Asiful-Haque commented 7 months ago

I am also facing this issue.Did you fix that?

abdulghani91 commented 6 months ago

@sahilbirje4551 @Asiful-Haque

If you have the same:

train: New cache created: /content/yolov7/seg/Street_dataset/train/labels.cache Traceback (most recent call last): File "/content/yolov7/seg/segment/train.py", line 681, in main(opt) File "/content/yolov7/seg/segment/train.py", line 577, in main train(opt.hyp, opt, device, callbacks) File "/content/yolov7/seg/segment/train.py", line 191, in train train_loader, dataset = create_dataloader( File "/content/yolov7/seg/./utils/segment/dataloaders.py", line 43, in create_dataloader dataset = LoadImagesAndLabelsAndMasks( File "/content/yolov7/seg/./utils/segment/dataloaders.py", line 98, in init super().init(path, img_size, batch_size, augment, hyp, rect, image_weights, cache_images, single_cls, File "/content/yolov7/seg/./utils/dataloaders.py", line 488, in init bi = np.floor(np.arange(n) / batch_size).astype(np.int) # batch index File "/usr/local/lib/python3.10/dist-packages/numpy/init.py", line 319, in getattr raise AttributeError(__former_attrs__[attr]) AttributeError: module 'numpy' has no attribute 'int'. np.int was a deprecated alias for the builtin int.
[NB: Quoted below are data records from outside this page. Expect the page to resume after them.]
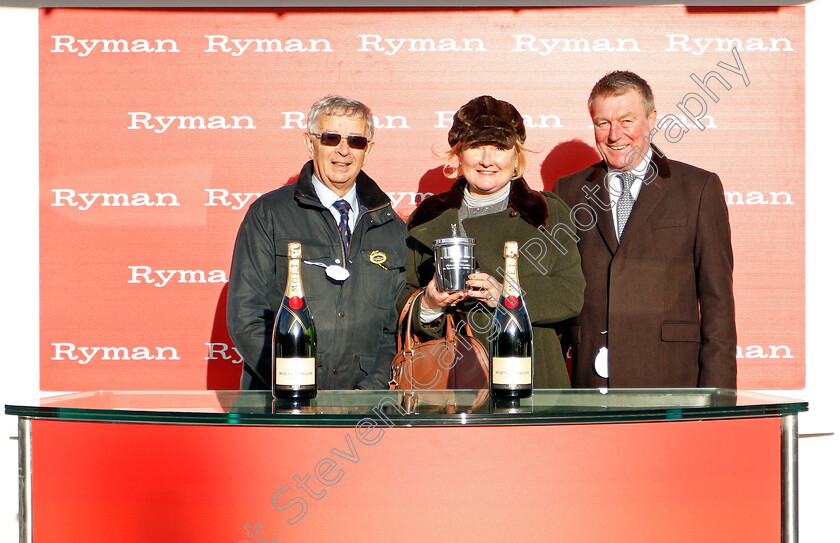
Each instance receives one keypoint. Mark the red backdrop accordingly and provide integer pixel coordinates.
(158, 127)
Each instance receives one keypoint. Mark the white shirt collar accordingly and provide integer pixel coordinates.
(328, 197)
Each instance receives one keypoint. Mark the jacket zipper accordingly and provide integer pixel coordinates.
(358, 221)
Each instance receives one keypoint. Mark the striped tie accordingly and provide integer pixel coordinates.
(625, 201)
(343, 207)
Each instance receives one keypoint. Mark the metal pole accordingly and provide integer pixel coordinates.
(790, 478)
(25, 479)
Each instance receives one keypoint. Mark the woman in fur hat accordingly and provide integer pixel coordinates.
(491, 202)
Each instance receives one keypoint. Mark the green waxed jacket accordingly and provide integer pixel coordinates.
(549, 265)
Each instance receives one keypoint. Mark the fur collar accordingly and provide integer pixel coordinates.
(531, 204)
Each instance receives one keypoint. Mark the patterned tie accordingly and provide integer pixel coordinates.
(343, 207)
(625, 201)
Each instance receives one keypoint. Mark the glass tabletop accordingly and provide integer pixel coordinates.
(404, 408)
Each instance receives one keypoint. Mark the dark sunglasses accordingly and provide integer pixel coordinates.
(331, 139)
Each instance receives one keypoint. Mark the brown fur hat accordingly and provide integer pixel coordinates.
(487, 120)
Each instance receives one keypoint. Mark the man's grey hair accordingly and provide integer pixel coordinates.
(343, 106)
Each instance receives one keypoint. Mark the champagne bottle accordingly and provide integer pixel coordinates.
(512, 338)
(293, 370)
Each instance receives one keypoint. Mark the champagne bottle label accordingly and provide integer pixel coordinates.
(294, 372)
(511, 370)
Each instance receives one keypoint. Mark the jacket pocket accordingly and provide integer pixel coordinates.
(680, 331)
(574, 333)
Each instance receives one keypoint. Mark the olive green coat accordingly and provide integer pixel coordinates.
(549, 265)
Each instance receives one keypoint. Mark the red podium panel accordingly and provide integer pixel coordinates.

To avoid this error in existing code, use int by itself. Doing this will not modify any behavior and is safe. When replacing np.int, you may wish to use e.g. np.int64 or np.int32 to specify the precision. If you wish to review your current use, check the release note link for additional information. The aliases was originally deprecated in NumPy 1.20; for more details and guidance see the original release note at:

I managed to solve the issue and run the training.

Go to seg/utils/dataloaders.py (I am using the u7 branch for segmentation). Then, navigate to line 488 and make the following changes:

original: bi = np.floor(np.arange(n) / batch_size).astype(np.int)

change: .astype(np.int) ===> to .astype(np.int)

bi = np.floor(np.arange(n) / batch_size).astype(np.int64)

this will fix your problem.

I fixed it and ran the training on Colab; it works fine now.